VWF is a huge, structurally complex protein, and numerous hurdles had to be overcome to produce recombinant VWF on a large scale . One distinct feature of rVWF, attributed to its production in the absence of ADAMTS13, is that it contains the ultra-large VWF multimers present in endothelial cells and platelets (but not plasma) [12,13], in addition to all of the VWF multimers normally present in plasma. Several studies of rVWF have demonstrated its efficacy and safety in patients with all types of VWD, leading to its licensing for therapeutic use. Vonicog alfa, the first rVWF, has been licensed for treatment of bleeding episodes and perioperative management of bleeding in the United States . In Europe, it has been approved for the treatment of hemorrhage and surgical bleeding, as well as for prevention of surgical bleeding . Two additional phase 3 studies exploring the use of vonicog alfa in pediatric patients (NCT02932618) and as a prophylactic agent for recurrent bleeding (NCT02973087) are ongoing .
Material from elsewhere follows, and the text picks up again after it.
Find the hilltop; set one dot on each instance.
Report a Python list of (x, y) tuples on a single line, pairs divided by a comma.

Our patient, who had type 2B or 2A VWD, continued to bleed despite achieving high levels of VWF Ag, VWF:RCo activity and FVIII after treatment with pd-VWF/FVIII concentrates. All rVWF infusions were given due to bleeding episodes, not for prophylaxis against bleeding. While no adverse events were observed in our patient, known side effects of rVWF include dizziness, vertigo, tachycardia, nausea vomiting, etc. These may affect up to 1 in 10 patients .
We could not confirm whether anti-VWF neutralizing or binding antibodies were formed, but the mixing test and appropriate elevation of VWF level indicated no antibody formation.
In summary, we report a case of rVWF administration in pediatric VWD. rVWF was well-tolerated and controlled bleeding that could not be managed with pd-VWF/FVIII concentrates.
Vonicog alfa is currently unregistered in Korea and the product was supported by Takeda Pharmaceutical Com-pany through Early Access Program.
The authors have no conflict of interest to declare.